I'm supposed to work on not caretaking, only looking inside my boundaries... on having fun, getting enough sleep, and asking people how they are feeling instead of extrapolating from their actions. Pat is supposed to work on giving me space to feel my emotions and not telling me what they are... and do her self-care.

If she's emotional and angry or crying, that feels threatening, and I'm then quiet and unresponsive. So as not to provide further provocation... in childhood, strong emotions nearby were a prelude to getting physically beaten. She often jumps in if I don't give a verbal answer... if she asks me, I stay silent, then she'll say "I think you are feeling [emotion]."
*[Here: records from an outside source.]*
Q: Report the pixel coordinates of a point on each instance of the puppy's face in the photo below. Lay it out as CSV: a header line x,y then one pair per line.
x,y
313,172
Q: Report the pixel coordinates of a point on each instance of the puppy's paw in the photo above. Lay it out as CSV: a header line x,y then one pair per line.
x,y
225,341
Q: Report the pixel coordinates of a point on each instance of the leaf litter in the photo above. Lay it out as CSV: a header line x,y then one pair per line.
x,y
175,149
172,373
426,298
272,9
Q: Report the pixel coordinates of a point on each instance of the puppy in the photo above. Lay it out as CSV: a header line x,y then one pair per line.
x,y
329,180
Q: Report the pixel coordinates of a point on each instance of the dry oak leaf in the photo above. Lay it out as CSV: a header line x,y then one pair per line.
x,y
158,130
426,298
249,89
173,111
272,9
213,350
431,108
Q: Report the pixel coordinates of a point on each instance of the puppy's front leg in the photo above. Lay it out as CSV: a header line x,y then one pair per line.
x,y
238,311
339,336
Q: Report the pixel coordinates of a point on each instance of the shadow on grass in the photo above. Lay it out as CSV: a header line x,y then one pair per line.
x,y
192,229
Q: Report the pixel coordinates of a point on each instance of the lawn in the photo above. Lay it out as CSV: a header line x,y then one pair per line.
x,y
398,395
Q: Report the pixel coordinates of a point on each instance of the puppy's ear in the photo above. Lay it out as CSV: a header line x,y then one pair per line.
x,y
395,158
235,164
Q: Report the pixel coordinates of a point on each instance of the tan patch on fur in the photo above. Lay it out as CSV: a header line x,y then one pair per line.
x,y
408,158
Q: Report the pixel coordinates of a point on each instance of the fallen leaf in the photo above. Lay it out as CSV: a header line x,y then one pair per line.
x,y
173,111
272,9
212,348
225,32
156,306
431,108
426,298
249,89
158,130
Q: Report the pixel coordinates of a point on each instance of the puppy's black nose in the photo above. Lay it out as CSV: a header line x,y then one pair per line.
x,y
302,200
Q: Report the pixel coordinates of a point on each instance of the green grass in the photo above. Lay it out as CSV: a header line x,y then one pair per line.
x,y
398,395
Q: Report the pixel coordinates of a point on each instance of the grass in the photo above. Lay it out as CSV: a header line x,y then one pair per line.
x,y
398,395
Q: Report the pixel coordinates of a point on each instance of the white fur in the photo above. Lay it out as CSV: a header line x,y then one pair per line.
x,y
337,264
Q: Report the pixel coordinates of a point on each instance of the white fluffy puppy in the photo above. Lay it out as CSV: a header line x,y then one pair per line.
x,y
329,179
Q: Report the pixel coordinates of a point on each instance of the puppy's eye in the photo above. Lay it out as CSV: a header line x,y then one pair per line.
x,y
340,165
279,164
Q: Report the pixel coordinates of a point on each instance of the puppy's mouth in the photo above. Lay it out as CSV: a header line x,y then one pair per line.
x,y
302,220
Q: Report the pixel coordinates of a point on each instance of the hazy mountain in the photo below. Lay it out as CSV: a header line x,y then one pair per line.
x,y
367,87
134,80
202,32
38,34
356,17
Time went quickly... I was on the spot for most of the time. The therapist does not like my assuming responsibility for managing others' emotions. And she was not pleased that I don't feel that I can say no... that I need to go to great lengths to try to satisfy any reasonable request by others. Much of our work is going to be on defining boundaries...

Date: 2004-04-14 01:07 pm (UTC)
From: [identity profile] serenejournal.livejournal.com
This sounds really encouraging (and exhausting). I can identify with the childhood stuff. My biggest fear in life is disappointing people, at least in part because my mother's response to being disappointed/angry with me was to beat me. Eww.

Date: 2004-04-15 06:55 pm (UTC)
From: [identity profile] brian1789.livejournal.com
Ow! I can sympathize, likewise. My abuse came at the hands of peers and older kids, not parents, so tends to be tripped in social situations. But without the intense trust issues that I'd imagine would come from parental abuse.

Date: 2004-04-25 12:23 am (UTC)
From: [identity profile] serenejournal.livejournal.com
Been mostly offline for a month or so; sorry so late with this reply. I think I got lucky and didn't end up mistrusting people. What I did instead, and I think some would call this not so lucky, is got really good at making sure the people around me are happy. It's a good skill to have, but it can go too far.